Hi, I’m running your project. It looks great! From math to numpy, FPS has been greatly improved!

But now I have another problem. The nano seems to be running out of memory. The running code will report the following errors
"[TensorRT] ERROR:… /rtSafe/ safecontext.cpp (133) - Cudnn Error in configure: 7 (CUDNN_STATUS_MAPPING_ERROR)

ERROR: [TensorRT]… /rtSafe/ safecontext.cpp (133) - Cudnn Error in configure: 7 (CUDNN_STATUS_MAPPING_ERROR)
[TensorRT] ERROR: FAILED_EXECUTION: STD ::exception|2020-02-28 12:02:39

The 2020-02-28 12:02:48. 281436: W tensorflow/core/common_runtime/bfc_allocator. Cc :211] Allocator (GPU_0_bfc) ran out of memory trying to allocate 533.62MiB. But may mean that there could be performance gains if more memory were available.

The 2020-02-28 12:02:48. 442000: W tensorflow/core/common_runtime/bfc_allocator. Cc :211] Allocator (GPU_0_bfc) ran out of memory trying to allocate 134.44MiB. But may mean that there could be performance gains if more memory were available.

The 2020-02-28 12:02:48. 496768: W tensorflow/core/common_runtime/bfc_allocator. Cc :211] Allocator (GPU_0_bfc) ran out of memory trying to allocate 134.20MiB. But may mean that there could be performance gains if more memory were available.

The 2020-02-28 12:02:48. 548342: W tensorflow/core/common_runtime/bfc_allocator. Cc :211] Allocator (GPU_0_bfc) ran out of memory trying to allocate 137.62MiB. But may mean that there could be performance gains if more memory were available."

Do you have any Suggestions? How do I solve

I mean, tensorrt model can not be loaded with other model together??
I also have a tracking network

For this reson I don’t use TRT, using darknet and yolov3-tiny-prn 416x416 (python library) I’m able to reach 18-20 fps… So why I should use TRT? -_-

18-20 fps not only using inference time to calculate fps but with all payload, so:

start_time = time.time();

<ol>
<li>reading frame from RTSP</li>
<li>do all my stuff</li>
<li>resizing frame</li>
<li>converting frame to right color format</li>
<li>inference</li>
</ol>

end_time = time.time();
fps = 1 / (end_time - start_time)  -> <b>18-20 fps</b>

removing my application stuff I could increase speed.

Could you tell me how to do this? Can you share the link?

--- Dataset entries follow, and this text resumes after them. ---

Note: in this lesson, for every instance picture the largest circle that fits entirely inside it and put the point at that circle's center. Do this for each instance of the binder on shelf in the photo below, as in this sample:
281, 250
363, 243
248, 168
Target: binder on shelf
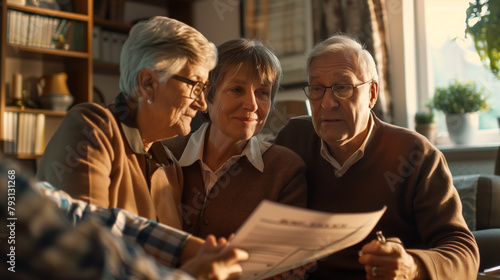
96, 39
106, 46
16, 2
39, 145
115, 48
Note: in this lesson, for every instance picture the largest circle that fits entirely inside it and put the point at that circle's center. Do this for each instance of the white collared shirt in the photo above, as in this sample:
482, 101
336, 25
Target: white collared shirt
194, 152
357, 155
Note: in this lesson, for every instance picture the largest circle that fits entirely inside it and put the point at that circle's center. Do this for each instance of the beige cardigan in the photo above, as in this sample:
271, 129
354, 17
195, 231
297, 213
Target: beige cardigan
97, 155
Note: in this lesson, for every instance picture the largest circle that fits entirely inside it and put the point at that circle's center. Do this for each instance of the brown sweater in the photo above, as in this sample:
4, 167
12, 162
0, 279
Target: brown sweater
402, 170
97, 155
238, 192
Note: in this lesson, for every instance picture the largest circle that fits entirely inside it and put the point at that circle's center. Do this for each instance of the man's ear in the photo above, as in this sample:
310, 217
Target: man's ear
373, 94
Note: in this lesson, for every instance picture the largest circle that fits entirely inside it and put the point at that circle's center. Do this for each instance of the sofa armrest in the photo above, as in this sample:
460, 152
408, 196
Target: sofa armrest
480, 196
488, 202
488, 242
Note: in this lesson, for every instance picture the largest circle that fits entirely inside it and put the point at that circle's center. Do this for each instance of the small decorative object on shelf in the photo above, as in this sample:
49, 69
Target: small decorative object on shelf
17, 91
55, 92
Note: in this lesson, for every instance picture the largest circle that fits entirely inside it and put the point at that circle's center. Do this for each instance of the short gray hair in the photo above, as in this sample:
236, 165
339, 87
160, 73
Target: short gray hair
349, 45
163, 44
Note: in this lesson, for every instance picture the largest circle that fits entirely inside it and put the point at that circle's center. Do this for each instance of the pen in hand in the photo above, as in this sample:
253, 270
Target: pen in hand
381, 238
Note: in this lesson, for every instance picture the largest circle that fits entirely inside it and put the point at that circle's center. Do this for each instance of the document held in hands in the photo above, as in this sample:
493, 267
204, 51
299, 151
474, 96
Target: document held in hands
280, 237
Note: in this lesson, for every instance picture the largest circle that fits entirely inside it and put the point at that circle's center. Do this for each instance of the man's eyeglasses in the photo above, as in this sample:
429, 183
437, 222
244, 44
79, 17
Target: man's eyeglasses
342, 91
198, 87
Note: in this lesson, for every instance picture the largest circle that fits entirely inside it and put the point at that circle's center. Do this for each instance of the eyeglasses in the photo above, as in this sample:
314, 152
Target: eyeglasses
342, 91
198, 87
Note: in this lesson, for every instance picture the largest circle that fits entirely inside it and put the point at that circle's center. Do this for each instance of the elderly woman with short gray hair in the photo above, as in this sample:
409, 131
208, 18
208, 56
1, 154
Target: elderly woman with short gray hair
110, 156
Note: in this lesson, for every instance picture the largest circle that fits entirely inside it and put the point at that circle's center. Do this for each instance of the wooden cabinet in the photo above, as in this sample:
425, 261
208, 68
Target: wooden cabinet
33, 61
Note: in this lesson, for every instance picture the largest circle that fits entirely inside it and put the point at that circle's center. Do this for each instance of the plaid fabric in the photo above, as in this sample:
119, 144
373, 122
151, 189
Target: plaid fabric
39, 241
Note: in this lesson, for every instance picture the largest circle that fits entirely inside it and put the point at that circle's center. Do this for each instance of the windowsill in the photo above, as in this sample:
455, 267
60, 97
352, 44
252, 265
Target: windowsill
485, 140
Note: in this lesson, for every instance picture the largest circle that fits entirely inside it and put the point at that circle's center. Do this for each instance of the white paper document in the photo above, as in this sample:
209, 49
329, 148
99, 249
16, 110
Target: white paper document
279, 237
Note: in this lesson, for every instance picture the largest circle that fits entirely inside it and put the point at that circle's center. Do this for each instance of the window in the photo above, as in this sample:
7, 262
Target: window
453, 56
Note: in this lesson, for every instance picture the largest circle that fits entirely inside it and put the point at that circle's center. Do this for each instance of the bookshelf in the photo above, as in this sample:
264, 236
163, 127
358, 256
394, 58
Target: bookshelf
32, 59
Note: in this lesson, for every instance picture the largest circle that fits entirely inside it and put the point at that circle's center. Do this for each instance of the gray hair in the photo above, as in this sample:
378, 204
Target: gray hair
163, 44
349, 45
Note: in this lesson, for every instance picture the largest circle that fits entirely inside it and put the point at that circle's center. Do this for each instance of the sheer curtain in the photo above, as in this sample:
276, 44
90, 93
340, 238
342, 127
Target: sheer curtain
367, 20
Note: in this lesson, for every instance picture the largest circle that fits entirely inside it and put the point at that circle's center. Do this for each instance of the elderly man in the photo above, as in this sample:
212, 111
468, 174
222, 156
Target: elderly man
358, 163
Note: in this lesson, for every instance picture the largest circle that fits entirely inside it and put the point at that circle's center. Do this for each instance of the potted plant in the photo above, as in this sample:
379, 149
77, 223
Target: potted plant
461, 102
425, 124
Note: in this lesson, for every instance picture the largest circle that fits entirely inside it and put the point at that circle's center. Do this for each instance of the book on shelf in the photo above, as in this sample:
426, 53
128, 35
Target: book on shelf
36, 30
23, 133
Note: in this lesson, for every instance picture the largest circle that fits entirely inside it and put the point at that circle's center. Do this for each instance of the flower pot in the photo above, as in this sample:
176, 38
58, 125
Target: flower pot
428, 130
462, 127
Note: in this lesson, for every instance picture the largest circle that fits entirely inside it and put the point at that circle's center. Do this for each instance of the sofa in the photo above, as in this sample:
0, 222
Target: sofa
480, 196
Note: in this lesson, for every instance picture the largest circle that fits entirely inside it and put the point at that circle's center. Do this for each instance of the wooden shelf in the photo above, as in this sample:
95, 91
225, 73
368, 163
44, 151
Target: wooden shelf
34, 62
46, 112
36, 52
112, 25
49, 12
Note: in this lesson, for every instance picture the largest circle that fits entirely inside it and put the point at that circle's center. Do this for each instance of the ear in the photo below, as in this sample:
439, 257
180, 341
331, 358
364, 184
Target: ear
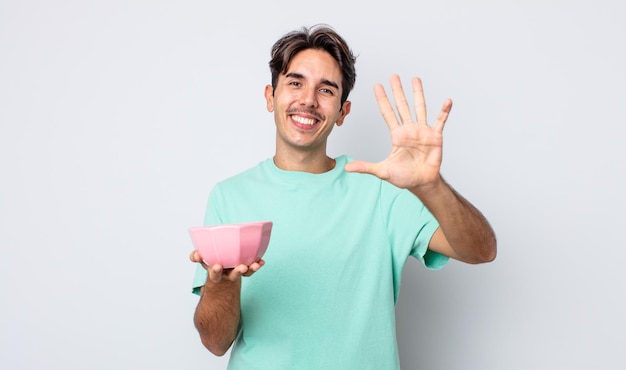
269, 97
345, 109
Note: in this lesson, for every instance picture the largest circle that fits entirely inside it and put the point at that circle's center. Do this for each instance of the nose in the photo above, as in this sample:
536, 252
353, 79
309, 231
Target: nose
308, 97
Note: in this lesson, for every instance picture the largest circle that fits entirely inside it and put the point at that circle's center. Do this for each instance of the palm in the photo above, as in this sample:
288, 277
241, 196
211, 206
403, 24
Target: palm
416, 154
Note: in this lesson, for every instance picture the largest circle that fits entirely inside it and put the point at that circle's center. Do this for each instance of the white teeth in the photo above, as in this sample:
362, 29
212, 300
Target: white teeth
304, 121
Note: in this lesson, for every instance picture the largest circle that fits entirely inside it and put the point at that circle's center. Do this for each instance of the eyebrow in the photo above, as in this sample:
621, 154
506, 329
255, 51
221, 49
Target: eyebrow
324, 82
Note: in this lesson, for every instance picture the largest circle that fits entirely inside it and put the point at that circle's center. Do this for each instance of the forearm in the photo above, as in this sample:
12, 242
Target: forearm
467, 232
217, 315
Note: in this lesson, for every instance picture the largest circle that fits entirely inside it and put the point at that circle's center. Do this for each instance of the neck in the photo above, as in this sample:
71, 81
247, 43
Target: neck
304, 162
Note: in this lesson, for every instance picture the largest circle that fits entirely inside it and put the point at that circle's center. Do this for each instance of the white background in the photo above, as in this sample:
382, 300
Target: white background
118, 117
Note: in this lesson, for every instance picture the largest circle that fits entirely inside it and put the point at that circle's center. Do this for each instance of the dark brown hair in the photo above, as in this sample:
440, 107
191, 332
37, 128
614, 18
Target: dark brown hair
321, 37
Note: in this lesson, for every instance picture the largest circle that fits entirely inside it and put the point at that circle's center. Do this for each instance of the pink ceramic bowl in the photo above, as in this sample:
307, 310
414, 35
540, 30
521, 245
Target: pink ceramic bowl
231, 244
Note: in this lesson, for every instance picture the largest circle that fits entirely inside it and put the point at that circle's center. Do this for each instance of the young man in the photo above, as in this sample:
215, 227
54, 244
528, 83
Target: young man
342, 229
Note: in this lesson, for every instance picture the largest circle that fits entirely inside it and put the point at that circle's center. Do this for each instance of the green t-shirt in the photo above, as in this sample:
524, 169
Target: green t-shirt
325, 298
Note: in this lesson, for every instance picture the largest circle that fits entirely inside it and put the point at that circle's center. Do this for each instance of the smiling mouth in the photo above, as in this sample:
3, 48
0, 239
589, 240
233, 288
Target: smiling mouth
304, 121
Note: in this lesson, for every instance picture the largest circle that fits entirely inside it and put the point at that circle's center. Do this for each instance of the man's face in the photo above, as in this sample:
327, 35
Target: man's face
306, 101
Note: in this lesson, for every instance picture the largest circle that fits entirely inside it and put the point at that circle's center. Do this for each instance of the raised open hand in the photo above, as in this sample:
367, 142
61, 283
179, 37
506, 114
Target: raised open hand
416, 152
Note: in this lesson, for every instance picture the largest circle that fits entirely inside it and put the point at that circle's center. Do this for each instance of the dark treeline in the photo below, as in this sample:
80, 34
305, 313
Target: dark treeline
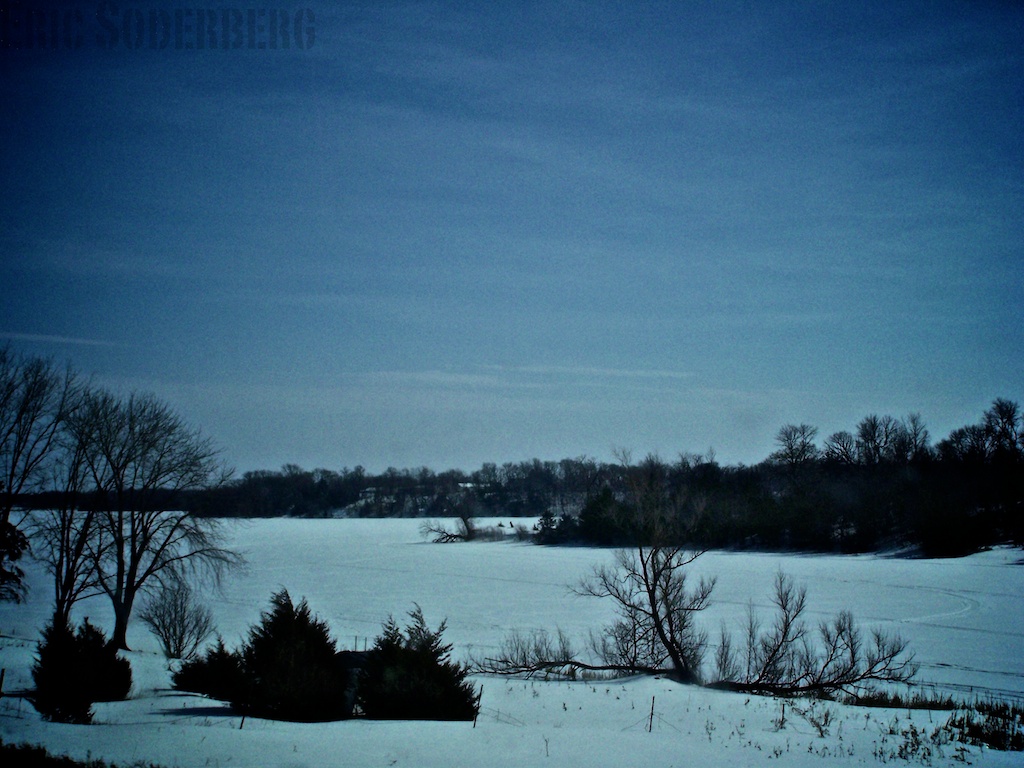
884, 484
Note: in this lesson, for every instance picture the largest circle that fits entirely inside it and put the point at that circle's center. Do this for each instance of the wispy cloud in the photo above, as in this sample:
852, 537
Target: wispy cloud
590, 372
48, 339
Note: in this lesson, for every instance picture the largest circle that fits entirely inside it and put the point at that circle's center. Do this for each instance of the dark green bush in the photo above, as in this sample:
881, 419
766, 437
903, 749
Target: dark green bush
409, 676
291, 666
288, 669
216, 674
75, 670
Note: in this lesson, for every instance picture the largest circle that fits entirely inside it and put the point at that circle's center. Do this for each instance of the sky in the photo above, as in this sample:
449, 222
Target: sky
442, 233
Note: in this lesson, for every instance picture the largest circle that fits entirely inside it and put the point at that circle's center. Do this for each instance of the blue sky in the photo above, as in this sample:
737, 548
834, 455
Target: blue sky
446, 233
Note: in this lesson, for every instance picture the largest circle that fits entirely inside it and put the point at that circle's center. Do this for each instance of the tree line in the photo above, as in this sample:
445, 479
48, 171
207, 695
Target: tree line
882, 484
109, 475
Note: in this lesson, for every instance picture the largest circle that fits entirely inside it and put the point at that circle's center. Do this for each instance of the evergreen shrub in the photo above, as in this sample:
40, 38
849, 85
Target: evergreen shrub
75, 670
410, 676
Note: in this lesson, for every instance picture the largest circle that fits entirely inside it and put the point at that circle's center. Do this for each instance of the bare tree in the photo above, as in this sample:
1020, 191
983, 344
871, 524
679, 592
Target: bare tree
796, 444
841, 448
140, 456
62, 537
177, 620
656, 629
786, 658
34, 400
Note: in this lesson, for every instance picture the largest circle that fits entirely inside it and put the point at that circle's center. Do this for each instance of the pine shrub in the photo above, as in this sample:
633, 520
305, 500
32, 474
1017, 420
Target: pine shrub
75, 670
410, 676
216, 674
291, 667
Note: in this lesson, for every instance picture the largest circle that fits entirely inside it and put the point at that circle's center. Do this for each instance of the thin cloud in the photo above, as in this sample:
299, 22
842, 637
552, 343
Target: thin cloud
47, 339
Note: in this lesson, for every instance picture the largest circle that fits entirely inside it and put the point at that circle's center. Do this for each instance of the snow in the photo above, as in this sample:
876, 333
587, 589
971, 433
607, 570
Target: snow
963, 617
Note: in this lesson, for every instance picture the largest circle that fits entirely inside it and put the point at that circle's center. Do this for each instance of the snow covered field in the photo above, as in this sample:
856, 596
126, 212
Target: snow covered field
964, 619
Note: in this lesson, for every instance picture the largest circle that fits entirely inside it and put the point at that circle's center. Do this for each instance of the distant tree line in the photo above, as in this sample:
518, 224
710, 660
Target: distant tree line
883, 483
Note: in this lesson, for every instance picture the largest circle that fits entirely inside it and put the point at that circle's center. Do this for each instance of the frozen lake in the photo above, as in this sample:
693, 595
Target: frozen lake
963, 617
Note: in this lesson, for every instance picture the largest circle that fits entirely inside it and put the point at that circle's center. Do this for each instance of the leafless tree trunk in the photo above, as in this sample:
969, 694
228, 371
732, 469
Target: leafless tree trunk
785, 658
177, 620
139, 457
656, 608
34, 400
62, 538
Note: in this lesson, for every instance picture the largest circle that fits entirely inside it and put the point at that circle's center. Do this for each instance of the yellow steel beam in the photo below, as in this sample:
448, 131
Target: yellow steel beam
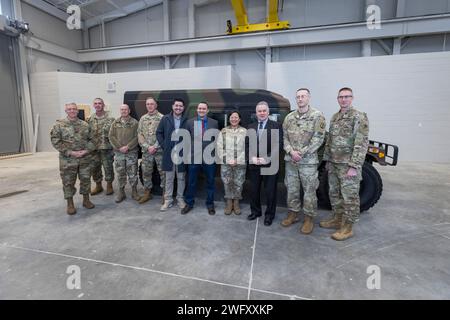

https://github.com/AlexeyAB/darknet

Use YoloV3-tiny-prn

Config
https://raw.githubusercontent.com/AlexeyAB/darknet/master/cfg/yolov3-tiny-prn.cfg

Pre-trained model:
https://drive.google.com/file/d/18yYZWyKbo4XSDVyztmsEcF9B_6bxrhUY/view?usp=sharing

This looks great!
I would like to ask how does this migrate into my own project?
Can you give me some ideas?

Well is quite simple, you need to compile it whit this setting:

GPU=1
CUDNN=1
CUDNN_HALF=1
OPENCV=1
AVX=0
OPENMP=0
LIBSO=1
ZED_CAMERA=0

Uncomment this line:

# For Jetson TX1, Tegra X1, DRIVE CX, DRIVE PX - uncomment:
ARCH= -gencode arch=compute_53,code=[sm_53,compute_53]

and change:

NVCC=nvcc

to:

NVCC=/usr/local/cuda/bin/nvcc

compile it with:

make -j4

and you are ready to go, you will have:

libdarknet.so
darknet.py

all necessary to use yolov3-tiny-prn fron python.